Qu’elles aient deux têtes ou un seul œil, qu’elles soient fantomatiques, gigantesques ou humanoïdes, les créatures de la Maison d’Ailleurs ne cherchent pas à faire de mal. Elles invitent à identifier le monstre qui sommeille en chacun de nous à travers «Je est un monstre».
Quand on était petit, les contes semblaient simples à comprendre: d’un côté, il y avait les gentils, et de l’autre, les méchants. Et forcément, ce sont les gentils qui gagnaient avec l’aide d’un héros ou d’un prince charmant. Mais si les choses n’étaient pas si simples… Et si, par exemple, la vieille sorcière aux verrues qui offre une pomme empoisonnée à Blanche-Neige se trouvait être en réalité la personne qui aimait le plus cette jeune fille à la beauté désarmante? Et si les super-héros n’étaient que des monstres qui accomplissent de bonnes actions?

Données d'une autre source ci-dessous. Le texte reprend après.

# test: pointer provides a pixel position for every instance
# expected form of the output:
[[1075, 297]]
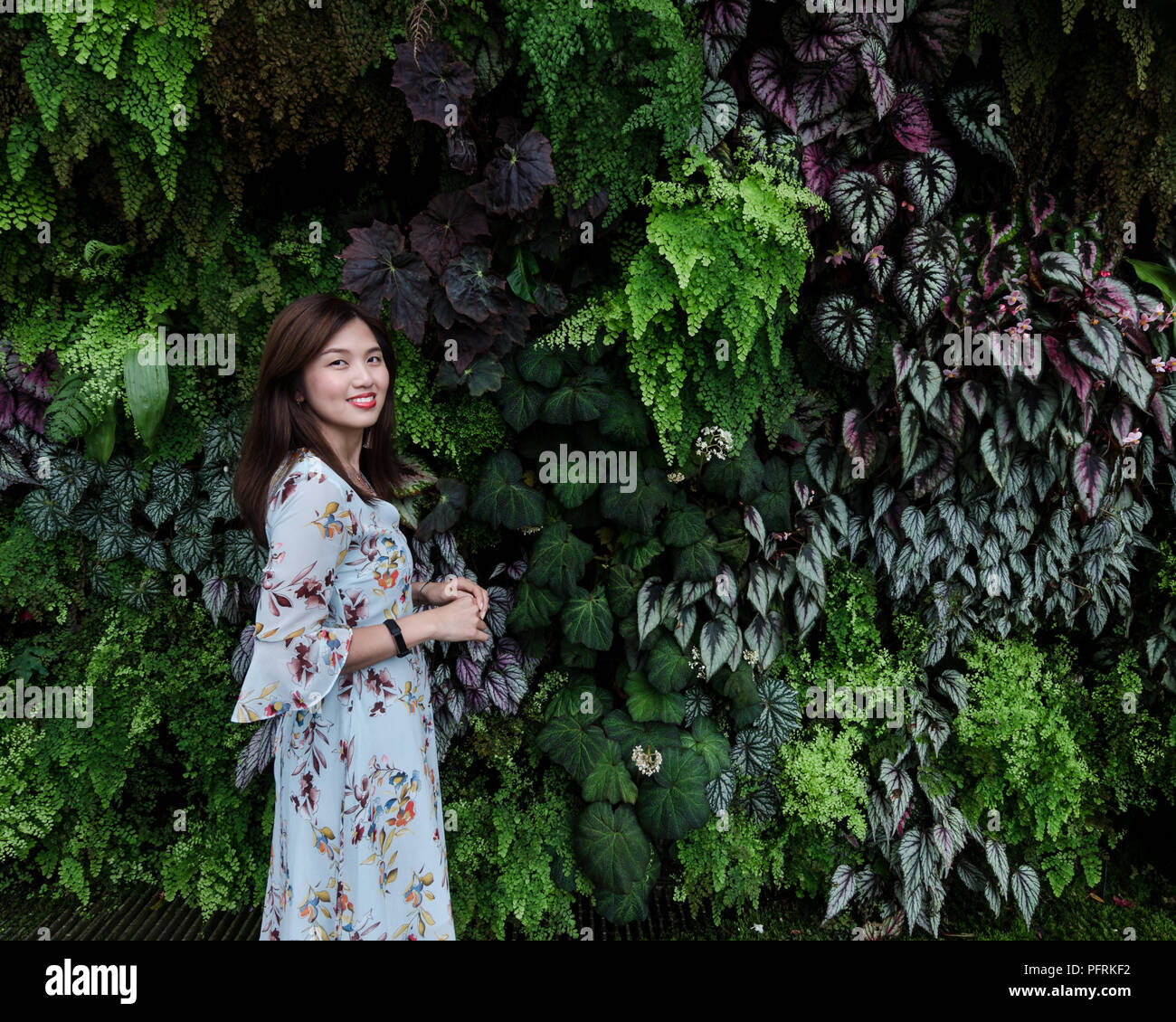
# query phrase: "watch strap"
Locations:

Avec la nouvelle exposition de la Maison d’Ailleurs, «Je est un monstre», les mythes s’effondrent. Il faut dire que le directeur Marc Atallah a le chic pour embrouiller le visiteur dans ses convictions afin de l’emmener dans des réflexions profondes mêlant psychanalyse, philosophie, anthropologie et même poésie. «En fait, je voulais qu’on se demande: que disent ces monstres sur l’Homme et sur notre société?, explique-t-il. Bien souvent, le monstre nous renvoie à nos propres monstruosités. C’est peut-être pour ça qu’on en a peur.»
Pourtant, aucune des créatures présentées à Yverdon ne devrait vraiment effrayer l’assistance. Puisqu’elles ont été imaginées par les artistes Benjamin Lacombe (France) et Laurent Durieux (Belgique), qui ont une approche subtile de cet art. «Je les ai toujours représentées comme des êtres sensibles et humains auxquels on s’attache», a déclaré ce dernier via visioconférence. Et son confrère parisien d’ajouter: «Le propre de mon travail n’a jamais été de faire peur mais de traiter de la différence comme étant une partie de nous-mêmes.»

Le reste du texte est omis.